Though seesaws are extremely common in risk communication, they’re not universal. If the audience isn’t ambivalent, there’s no seesaw. Think about discussing worst case scenarios with an activist group that’s trying to shut your plant down, or blaming yourself in a conversation with your bitter ex-spouse. But when there is a seesaw, you’d better know it. Imagine trying to play follow-the-leader with an ambivalent audience. Your goal is to lead them to X; instead, you’re likely to preempt the X seat on the seesaw, thus inadvertently forcing them to the Y side of their ambivalence.

So how do you get an ambivalent audience to end up on the X seat? You take the Y seat, all the while providing lots of evidence to support X. “Even though we have pretty good understanding of this and this and this, there is still so much we don’t know!” Or as the World Health Organization’s David Heymann said during the SARS crisis: “We are building our boat and sailing it at the same time.” People tended to have a lot of confidence in Heymann. It wasn’t despite his acknowledgments of uncertainty; it was because of them.

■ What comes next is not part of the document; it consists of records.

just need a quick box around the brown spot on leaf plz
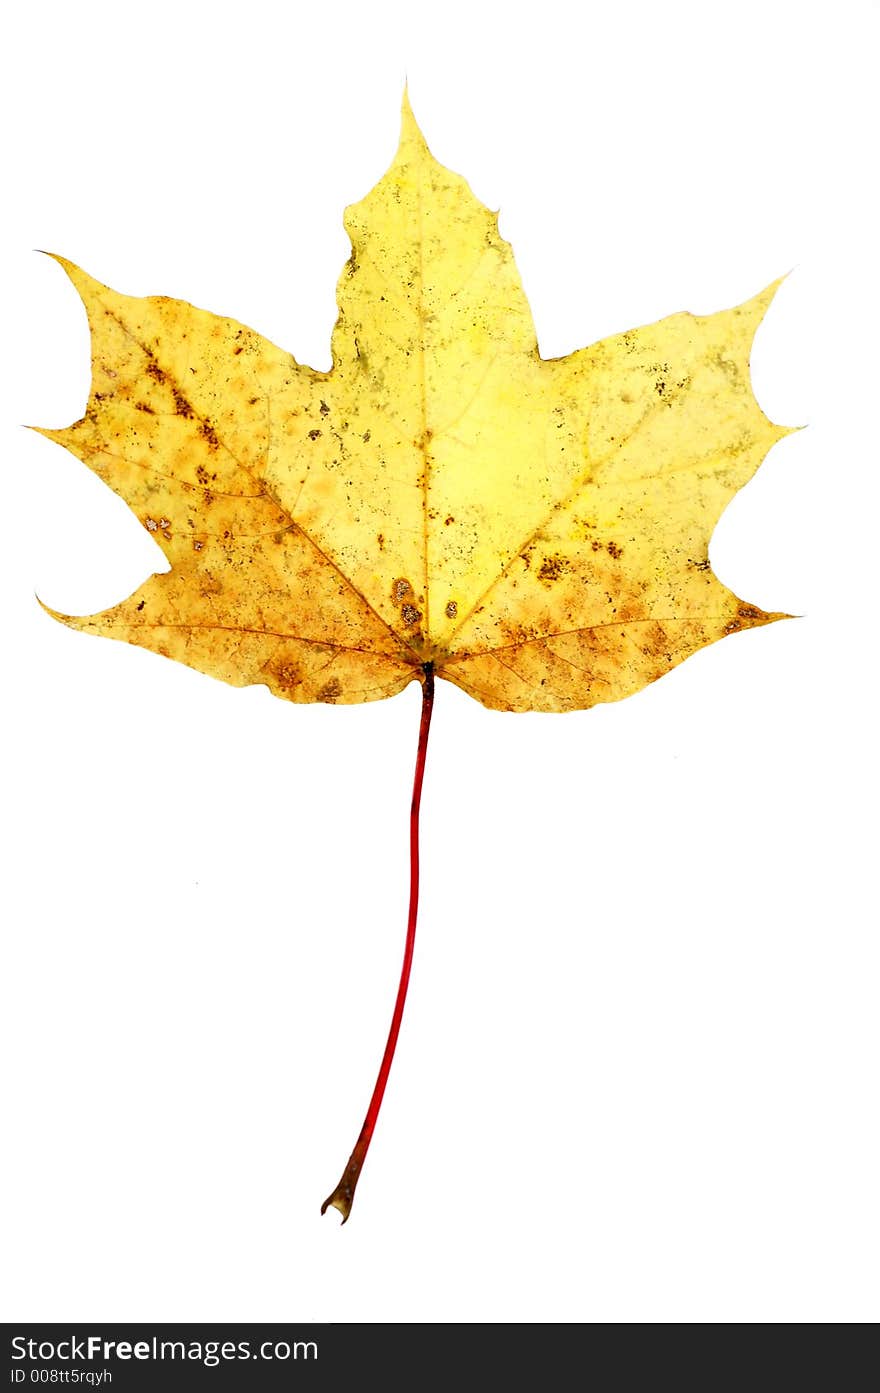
[725,603,766,634]
[498,617,541,647]
[317,677,342,703]
[641,621,670,658]
[308,428,322,441]
[401,603,421,627]
[445,600,458,619]
[392,578,412,603]
[274,661,302,692]
[172,388,194,419]
[537,555,571,586]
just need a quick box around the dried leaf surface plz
[39,96,790,711]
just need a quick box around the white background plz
[2,0,878,1323]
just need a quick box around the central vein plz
[417,158,431,640]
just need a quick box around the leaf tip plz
[398,83,430,158]
[36,592,101,634]
[742,273,791,330]
[754,606,799,630]
[38,250,105,308]
[26,423,66,445]
[37,249,77,277]
[35,593,72,627]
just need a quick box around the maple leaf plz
[36,94,793,1220]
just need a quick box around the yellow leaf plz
[38,92,791,713]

Whenever you’re playing donkey, there’s a good chance you’re playing seesaw too. In a typical risk controversy, for example, you spend a lot of time interacting with critics you’re pretty certain can never be reconciled to your point of view. Your game of donkey is a long shot. But there’s a group of genuinely ambivalent people watching you and your critics go at it. They want to see your critics win some concessions, and they want to see you concede that your critics were right about a lot of things. Then – but only then – they’ll let you get your way.

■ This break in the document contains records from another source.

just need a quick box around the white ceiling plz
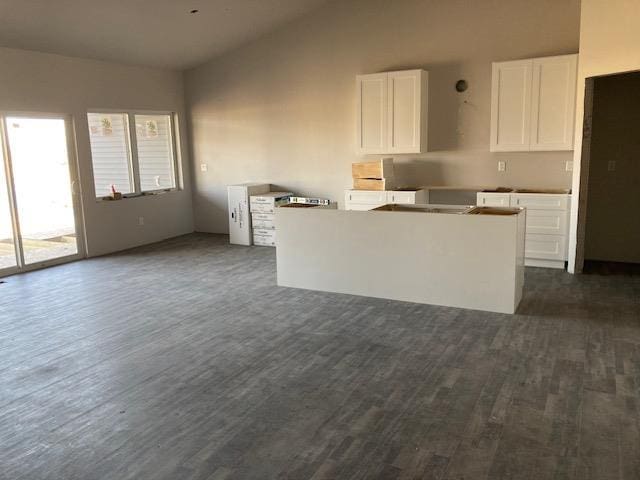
[0,0,330,70]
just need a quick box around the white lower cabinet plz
[477,193,510,207]
[524,209,567,235]
[525,234,567,262]
[345,189,427,210]
[477,192,570,269]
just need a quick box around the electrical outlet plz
[200,163,208,172]
[497,161,506,172]
[607,160,616,172]
[565,161,573,172]
[138,216,145,226]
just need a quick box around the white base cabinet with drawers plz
[477,192,570,269]
[344,189,427,210]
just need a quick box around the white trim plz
[0,115,25,268]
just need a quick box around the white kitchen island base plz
[276,205,526,314]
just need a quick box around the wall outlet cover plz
[565,161,573,172]
[497,161,506,172]
[200,163,208,172]
[138,216,145,226]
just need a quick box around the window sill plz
[96,188,179,202]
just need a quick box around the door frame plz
[0,112,86,277]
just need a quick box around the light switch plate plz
[565,161,573,172]
[607,160,616,172]
[497,161,506,172]
[200,163,208,172]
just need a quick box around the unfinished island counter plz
[275,204,526,314]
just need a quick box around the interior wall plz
[185,0,580,233]
[568,0,640,272]
[0,47,194,257]
[584,73,640,263]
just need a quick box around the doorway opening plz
[574,71,640,273]
[0,114,84,277]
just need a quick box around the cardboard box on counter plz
[250,192,292,213]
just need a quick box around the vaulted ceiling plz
[0,0,331,70]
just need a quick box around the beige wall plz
[568,0,640,271]
[0,47,194,257]
[584,73,640,263]
[185,0,580,233]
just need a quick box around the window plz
[88,111,178,198]
[134,115,176,192]
[87,113,133,196]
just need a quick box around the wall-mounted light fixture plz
[455,80,468,93]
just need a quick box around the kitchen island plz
[275,204,526,314]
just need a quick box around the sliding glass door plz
[0,137,17,273]
[0,114,83,277]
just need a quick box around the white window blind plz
[134,114,176,192]
[87,113,133,197]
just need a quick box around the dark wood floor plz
[1,234,639,480]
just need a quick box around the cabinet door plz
[490,60,533,152]
[525,234,567,261]
[530,55,578,151]
[387,70,426,154]
[388,191,414,204]
[346,190,388,205]
[356,73,388,154]
[525,209,568,235]
[477,193,511,207]
[510,194,570,210]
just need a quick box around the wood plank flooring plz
[0,233,639,479]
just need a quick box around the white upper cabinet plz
[490,60,533,152]
[490,54,577,152]
[357,69,428,155]
[530,55,578,151]
[357,73,388,154]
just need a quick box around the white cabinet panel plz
[387,190,427,204]
[525,209,567,235]
[530,55,578,151]
[525,234,566,261]
[345,190,388,205]
[356,73,388,154]
[477,193,511,207]
[490,54,577,152]
[357,70,427,154]
[511,193,570,210]
[490,60,532,152]
[345,189,426,210]
[388,70,427,154]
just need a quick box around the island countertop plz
[275,204,526,314]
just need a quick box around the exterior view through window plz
[87,113,133,197]
[87,112,178,198]
[134,114,176,192]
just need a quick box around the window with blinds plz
[87,111,179,198]
[87,113,133,197]
[134,114,176,192]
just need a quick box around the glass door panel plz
[6,117,78,266]
[0,144,17,271]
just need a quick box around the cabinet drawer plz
[525,210,568,235]
[477,193,511,207]
[511,194,569,210]
[525,233,567,261]
[344,203,378,211]
[345,190,388,205]
[387,190,424,204]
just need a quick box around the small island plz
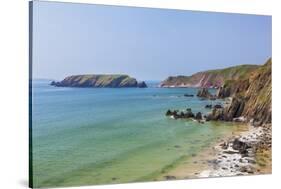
[50,74,147,88]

Is it dishonest to use the seesaw? It is if it means taking a position you actually think is completely mistaken, just because you hope that will nudge me toward the opposite, “correct” position. But when people are ambivalent, there’s almost always some truth on both sides. Where’s the hypocrisy in focusing on listening instead of talking, on the worst case scenario’s high magnitude instead of its low probability, on how uncertain you are or how much you feel at fault?

It is worth remembering, however, that seesaws are intrinsically unstable. When you take the Y seat on the seesaw, that temporarily inclines me to the X seat, where you wanted me. But I’m still ambivalent; I’m just expressing the half of my ambivalence you didn’t emphasize much. For a longer-term resolution, consider inching your way from your seat toward the fulcrum. In keeping with the exquisite geometry of the seesaw, my response will be move toward the fulcrum too. We can meet in the middle, where grownups live, able to keep in mind simultaneously the truth of X and the truth of Y.

Know what game you’re playing

What emerges most clearly from this introduction to the four risk communication games is that they’re different. What works best depends on whether the people you’re talking to have no opinion at all, or agree with you, or disagree with you, or are ambivalent. You need to pay attention to the audience in order to figure out which game to play.

And what if you’ve got a mixed audience? It’s not usually possible to subdivide them: “All donkeys please go to the other room!” So you need to make a choice or a compromise. In figuring out which game is highest priority, remember that it’s not usually the relative size of the four groups that matters most; it’s their relative importance to your goals.

In a hotly fought controversy, for example, you probably can’t win over your opponents, and the people who are sitting out the fight don’t much matter (even if they’re the majority). So the key games are probably seesaw and echo, not donkey or follow-the-leader. But when you’re introducing a new safety procedure, the majority who know little and care less are your key audience. Follow-the-leader is your game, and you don’t want to get seduced into some other game by a handful of partisans on either side.